Mr King said the demand for Hereford and poll Herefords in Western Victoria as seedstock producers improved carcase qualities, was hinting towards a breed resurgence.
"We've had a good market with the European grain and grass-fed cattle and as far as weight gains and temperament, those traits have favoured well," he said.
"We are chasing more extremities with carcase traits because processors need high-yielding, high-quality carcase to get premium returns so, as a breed, we need to provide that.
"What the breed has learned from the past is that we need to listen to what the market wants rather than telling the market what it needs."
He said this was achieved by seedstock breeders being more commercially focused.
"Commercial viability dictates our breeding direction because, if our commercial clients are not making progress, then neither are we," Mr King said.
"About 100 per cent of our income is from agricultural pursuits, so we have to make it work."
"If something starts to become unprofitable we change the way we do it, or do something else."
This is one of the reasons the Kings have changed calving from traditional autumn with a March-April calving to joining in spring, with a July-August calving period.
"We looked at our business and thought 'which input in the livestock enterprises was the biggest cost?' and a head of fertiliser and everything else was supplementary feeding," he said.
"We saw a different calving period as the only way to reduce this cost.
"In the past 12 months we have not had to feed hay to the cows, but with the autumn calving they would have eaten two hay sheds by now."
Mr King said a ruthless culling program encouraged fertility development and meant all heifers had to calve as a genuine two year-old or they were out.
"We want a fast maturing, heavily muscled animal so we cull anything that is not right," he said.
"Good structure and temperament is also imperative.''
The Kings' hunger to meet market demands is evident in a recent market diversification venture which will see the launch of an Angus breeding arm of the stud that has been three years in the making.

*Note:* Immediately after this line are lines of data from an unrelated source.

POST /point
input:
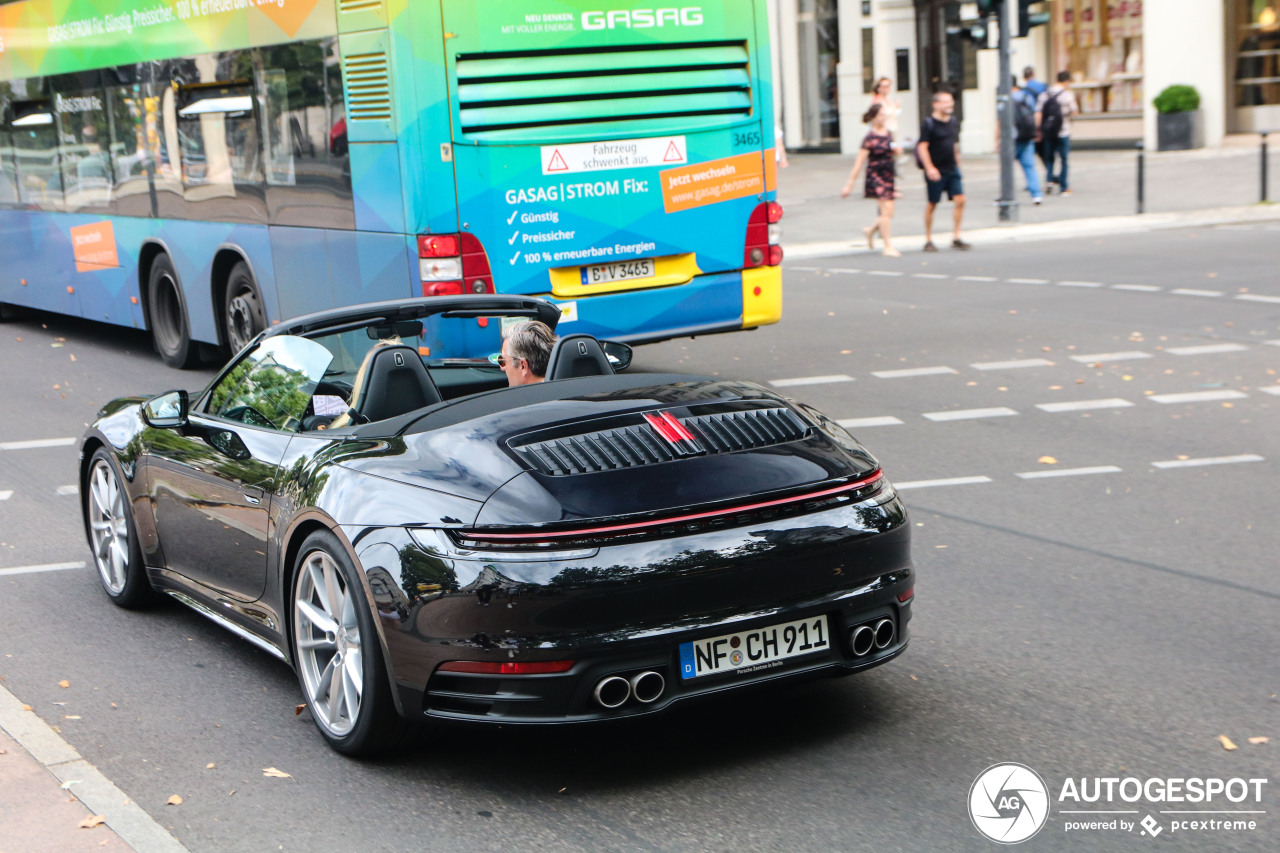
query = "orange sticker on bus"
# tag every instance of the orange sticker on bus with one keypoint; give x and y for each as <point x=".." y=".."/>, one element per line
<point x="94" y="246"/>
<point x="705" y="183"/>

The move to include Angus females has been fast-tracked through an embryo transfer program with predominantly Landfall Angus, genetics and aims to infiltrate the black baldy female commercial market.
"We are trying to breed a female nucleus starting at the top which means getting the best genetics available and being able to access them through embryo transfer rather than buying second rate females," Mr King said.
The response has been extraordinary with the first bull sold for $20,000 to Ireland Angus, Wagga Wagga, NSW.
The third generation farmer said while he was proud of the direction the young Angus herd was heading, the Hereford stud remained a vital aspect and focus of the business.
Estimated Breeding Values (EBV) also played a role in Bowmont's sire selection which Mr King said helped when selecting for traits that were not visible, such as maternal traits including calving ease and milk production, while reinforcing visual selection with muscle and growth traits.
This year the stud has injected new poll sires, Allendale Collingwood and Guilford Global, to the stud herd which Mr King said was due to growing demand for polls.
The stud is a popular bloodline among the January weaner sale producers with many of the top Hereford pens using Bowmont bulls.
Mr King said consistency, productivity and performance was why the Bowmont brand had strengthened in the past decade.
"Our breeding objectives have never changed -- we do believe we are at the forefront of market suitability and we are not wavering from trying to supply animals that suit the market," Mr King said.
"Regardless if you are getting premiums for your livestock or if the beef market is dull, you need to be at the right end of market suitability, to constantly create demand for your product."